We turn the research above into something you'll actually look forward to.

Tempo

Slow enough for your breath to follow — the pace of a resting heart, not a workout playlist.

Frequency

Warm, low-register textures and 432 Hz / solfeggio-inspired tunings chosen for softness over long listening.

Voice

Calm, unhurried, female-led guidance — written for women, never rushed, never preachy.

Structure

Arrivals, journeys and landings. Each session eases you in, does its work, and returns you gently.

Common questions

Does listening to music actually lower cortisol?

A systematic review of sixteen randomized trials found music listening was associated with reductions in cortisol along with lower heart rate and blood pressure. The effect is real but gentle — it works best as a consistent ritual rather than a one-off.

Can music or meditation help with menopausal sleep?

Yes. In a randomized controlled trial, menopausal women who used a nightly music ritual for five weeks significantly improved their sleep quality, and broader reviews of mind–body therapies for menopausal women point the same way. It’s one of the best-supported non-drug options for midlife sleep.

Is 432 Hz music scientifically proven?

The evidence is early, not settled. One randomized trial found 432 Hz music lowered salivary cortisol more than standard 440 Hz tuning during a stressful procedure. We choose warm tunings for comfort over long listening, and we’re honest that this is a promising signal rather than proof.

What is yoga nidra or NSDR, and does it work?

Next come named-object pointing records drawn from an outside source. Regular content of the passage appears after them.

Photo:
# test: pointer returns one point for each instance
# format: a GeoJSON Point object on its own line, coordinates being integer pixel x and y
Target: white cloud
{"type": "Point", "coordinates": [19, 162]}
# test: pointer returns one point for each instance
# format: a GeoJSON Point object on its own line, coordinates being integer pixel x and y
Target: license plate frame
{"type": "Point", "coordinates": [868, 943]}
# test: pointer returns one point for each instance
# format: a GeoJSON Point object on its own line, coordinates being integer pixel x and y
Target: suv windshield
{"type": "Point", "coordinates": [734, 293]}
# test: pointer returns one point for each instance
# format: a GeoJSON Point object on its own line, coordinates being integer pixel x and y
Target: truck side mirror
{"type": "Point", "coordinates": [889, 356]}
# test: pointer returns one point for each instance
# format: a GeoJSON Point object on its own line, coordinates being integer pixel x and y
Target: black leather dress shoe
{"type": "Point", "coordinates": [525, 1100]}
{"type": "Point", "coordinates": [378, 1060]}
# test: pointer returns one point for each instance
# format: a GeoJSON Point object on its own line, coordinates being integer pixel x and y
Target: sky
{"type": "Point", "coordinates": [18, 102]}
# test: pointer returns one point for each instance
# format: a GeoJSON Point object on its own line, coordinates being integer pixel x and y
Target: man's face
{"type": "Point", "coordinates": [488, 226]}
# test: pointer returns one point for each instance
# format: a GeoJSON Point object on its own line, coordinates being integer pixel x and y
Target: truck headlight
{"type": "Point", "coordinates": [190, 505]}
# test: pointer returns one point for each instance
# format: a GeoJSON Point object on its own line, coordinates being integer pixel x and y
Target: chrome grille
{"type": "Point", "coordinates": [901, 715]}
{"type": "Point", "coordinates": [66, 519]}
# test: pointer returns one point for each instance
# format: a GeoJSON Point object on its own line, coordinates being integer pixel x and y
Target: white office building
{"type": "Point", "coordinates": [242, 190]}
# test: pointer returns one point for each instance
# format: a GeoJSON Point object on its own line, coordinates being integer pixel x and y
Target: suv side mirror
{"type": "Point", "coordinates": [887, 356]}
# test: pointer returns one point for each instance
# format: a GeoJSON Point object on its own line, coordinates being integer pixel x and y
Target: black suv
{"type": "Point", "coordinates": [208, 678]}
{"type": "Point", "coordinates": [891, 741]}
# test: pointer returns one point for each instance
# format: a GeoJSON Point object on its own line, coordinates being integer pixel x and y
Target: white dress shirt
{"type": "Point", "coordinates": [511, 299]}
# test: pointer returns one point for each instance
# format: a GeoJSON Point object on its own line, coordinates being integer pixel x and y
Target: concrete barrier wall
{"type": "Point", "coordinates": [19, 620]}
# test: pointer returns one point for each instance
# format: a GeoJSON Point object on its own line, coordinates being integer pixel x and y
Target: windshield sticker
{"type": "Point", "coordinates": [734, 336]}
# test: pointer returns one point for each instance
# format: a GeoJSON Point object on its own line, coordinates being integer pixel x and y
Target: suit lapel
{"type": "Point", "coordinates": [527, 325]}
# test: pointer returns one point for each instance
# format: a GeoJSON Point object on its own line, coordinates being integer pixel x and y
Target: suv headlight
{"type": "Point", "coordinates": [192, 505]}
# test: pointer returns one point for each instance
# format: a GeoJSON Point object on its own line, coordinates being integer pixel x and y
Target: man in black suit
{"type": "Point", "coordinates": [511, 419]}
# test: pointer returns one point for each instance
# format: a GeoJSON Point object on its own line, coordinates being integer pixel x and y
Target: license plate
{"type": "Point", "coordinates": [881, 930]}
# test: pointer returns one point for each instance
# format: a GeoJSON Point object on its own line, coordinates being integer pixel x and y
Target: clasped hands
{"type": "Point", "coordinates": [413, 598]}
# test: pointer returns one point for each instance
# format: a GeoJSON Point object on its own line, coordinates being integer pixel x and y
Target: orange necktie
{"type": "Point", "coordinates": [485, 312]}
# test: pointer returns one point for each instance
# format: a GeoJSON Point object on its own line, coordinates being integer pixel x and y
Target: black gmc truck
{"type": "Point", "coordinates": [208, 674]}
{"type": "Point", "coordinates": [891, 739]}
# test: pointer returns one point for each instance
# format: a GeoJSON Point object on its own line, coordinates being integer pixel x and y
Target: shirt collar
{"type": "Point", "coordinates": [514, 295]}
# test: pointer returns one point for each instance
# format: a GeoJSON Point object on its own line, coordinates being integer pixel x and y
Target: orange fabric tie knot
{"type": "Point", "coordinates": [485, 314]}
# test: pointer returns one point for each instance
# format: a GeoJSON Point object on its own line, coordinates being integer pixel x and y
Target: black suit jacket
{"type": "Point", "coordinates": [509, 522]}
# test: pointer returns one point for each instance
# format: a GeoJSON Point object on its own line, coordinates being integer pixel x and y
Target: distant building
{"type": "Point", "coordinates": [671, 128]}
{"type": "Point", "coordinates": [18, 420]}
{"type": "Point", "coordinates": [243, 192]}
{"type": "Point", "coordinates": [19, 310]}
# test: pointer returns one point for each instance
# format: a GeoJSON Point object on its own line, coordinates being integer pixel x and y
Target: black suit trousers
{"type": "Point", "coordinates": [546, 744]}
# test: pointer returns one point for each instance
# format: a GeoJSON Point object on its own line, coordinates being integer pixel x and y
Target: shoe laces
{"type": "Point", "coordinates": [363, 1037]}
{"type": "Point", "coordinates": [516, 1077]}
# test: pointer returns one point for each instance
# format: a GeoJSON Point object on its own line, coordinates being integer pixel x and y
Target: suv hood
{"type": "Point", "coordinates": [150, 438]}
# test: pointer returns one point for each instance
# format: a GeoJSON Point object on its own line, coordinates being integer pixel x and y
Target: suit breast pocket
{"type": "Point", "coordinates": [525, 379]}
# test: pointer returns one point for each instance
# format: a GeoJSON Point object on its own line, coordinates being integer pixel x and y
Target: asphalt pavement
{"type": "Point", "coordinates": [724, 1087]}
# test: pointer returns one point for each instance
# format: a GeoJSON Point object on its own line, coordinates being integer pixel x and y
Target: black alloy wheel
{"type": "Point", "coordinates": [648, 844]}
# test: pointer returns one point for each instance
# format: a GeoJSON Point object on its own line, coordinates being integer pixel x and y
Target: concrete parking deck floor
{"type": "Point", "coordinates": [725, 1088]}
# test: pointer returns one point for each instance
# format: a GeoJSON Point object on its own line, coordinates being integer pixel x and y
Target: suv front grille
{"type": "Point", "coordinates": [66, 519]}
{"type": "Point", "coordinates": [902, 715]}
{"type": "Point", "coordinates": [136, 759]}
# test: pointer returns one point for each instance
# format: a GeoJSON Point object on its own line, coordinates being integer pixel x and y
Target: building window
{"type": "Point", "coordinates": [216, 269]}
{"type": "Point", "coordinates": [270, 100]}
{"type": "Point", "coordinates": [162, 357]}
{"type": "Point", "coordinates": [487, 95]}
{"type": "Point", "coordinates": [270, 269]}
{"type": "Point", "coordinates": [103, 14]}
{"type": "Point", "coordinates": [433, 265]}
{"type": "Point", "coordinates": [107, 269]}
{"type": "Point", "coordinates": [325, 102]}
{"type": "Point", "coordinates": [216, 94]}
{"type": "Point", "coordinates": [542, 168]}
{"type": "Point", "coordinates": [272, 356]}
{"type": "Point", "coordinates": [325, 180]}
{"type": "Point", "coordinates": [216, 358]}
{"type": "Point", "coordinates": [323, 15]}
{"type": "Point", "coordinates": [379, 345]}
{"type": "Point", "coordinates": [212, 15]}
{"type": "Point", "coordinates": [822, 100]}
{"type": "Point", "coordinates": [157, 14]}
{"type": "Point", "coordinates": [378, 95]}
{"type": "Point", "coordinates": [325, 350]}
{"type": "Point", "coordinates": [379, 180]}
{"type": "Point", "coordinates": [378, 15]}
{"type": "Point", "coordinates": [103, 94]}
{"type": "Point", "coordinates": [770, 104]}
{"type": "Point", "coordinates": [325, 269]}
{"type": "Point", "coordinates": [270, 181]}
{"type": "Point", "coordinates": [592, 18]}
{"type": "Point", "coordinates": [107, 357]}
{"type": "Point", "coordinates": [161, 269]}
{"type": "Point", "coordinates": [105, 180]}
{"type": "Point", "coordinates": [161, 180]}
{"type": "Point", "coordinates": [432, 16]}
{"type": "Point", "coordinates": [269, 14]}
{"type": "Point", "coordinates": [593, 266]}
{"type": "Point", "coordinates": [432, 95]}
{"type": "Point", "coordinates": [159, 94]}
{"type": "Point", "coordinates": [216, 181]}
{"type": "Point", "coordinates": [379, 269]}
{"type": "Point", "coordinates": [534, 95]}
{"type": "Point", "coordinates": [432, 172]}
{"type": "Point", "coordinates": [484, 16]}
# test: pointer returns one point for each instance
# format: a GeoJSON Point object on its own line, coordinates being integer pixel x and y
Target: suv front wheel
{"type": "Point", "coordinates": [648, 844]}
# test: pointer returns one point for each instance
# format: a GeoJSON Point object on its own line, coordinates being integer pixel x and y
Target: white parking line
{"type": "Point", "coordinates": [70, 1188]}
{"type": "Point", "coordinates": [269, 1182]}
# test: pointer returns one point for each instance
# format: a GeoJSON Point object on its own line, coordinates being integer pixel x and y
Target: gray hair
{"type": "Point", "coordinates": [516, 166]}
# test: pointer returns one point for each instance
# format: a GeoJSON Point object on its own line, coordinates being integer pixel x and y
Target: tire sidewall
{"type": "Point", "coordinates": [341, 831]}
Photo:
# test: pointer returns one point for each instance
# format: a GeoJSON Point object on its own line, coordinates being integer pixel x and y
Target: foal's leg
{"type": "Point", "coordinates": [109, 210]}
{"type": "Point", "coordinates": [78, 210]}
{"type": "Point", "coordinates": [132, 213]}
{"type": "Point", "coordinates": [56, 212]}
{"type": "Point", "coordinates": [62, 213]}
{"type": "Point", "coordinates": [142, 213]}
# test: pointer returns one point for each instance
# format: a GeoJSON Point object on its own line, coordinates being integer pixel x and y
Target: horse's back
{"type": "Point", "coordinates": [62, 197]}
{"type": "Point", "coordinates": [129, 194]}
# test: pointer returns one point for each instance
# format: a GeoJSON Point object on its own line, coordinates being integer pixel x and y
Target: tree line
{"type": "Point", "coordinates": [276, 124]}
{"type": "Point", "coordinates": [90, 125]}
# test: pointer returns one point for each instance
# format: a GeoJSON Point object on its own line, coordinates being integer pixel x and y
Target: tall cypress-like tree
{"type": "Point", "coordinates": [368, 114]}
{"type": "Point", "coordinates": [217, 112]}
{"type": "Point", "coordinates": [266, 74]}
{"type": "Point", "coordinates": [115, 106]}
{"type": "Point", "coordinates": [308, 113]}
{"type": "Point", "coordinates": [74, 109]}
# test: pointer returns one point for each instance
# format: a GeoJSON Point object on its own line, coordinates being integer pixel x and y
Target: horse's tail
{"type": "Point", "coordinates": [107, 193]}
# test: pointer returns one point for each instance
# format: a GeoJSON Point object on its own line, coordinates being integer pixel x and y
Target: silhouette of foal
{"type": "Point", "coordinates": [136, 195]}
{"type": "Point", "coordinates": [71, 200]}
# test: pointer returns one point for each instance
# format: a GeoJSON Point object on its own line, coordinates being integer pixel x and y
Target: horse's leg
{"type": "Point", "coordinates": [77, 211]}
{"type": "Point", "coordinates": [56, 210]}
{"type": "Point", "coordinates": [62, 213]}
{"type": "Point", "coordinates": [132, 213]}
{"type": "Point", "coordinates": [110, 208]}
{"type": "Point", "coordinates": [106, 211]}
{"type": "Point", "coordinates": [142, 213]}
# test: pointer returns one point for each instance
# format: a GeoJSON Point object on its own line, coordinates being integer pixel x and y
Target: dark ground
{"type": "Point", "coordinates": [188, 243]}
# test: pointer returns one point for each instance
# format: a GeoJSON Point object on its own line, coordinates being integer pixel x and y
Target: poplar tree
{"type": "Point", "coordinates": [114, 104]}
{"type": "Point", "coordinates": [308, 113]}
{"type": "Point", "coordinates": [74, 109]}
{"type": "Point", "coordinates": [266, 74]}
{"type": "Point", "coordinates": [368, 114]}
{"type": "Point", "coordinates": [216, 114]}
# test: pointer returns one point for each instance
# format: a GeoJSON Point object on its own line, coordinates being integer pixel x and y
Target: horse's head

Yoga nidra (non-sleep deep rest) is a lie-down, fully guided practice that brings the body to the edge of sleep while the mind stays aware. A randomized trial of 341 people found even an 11-minute session, practised over two months, reduced stress and salivary cortisol — with modest but genuine effect sizes.

Is therapeutic sound a substitute for medical care?

No. Vibrate’s meditations and music support rest and emotional wellbeing and are informed by published research, but they are not medical advice, therapy or treatment for any condition. For persistent sleep, mood or health problems, please speak to a qualified professional.

References

Every claim on this page traces to published research. Studies describe general findings on music and meditation; they are not statements about Vibrate specifically.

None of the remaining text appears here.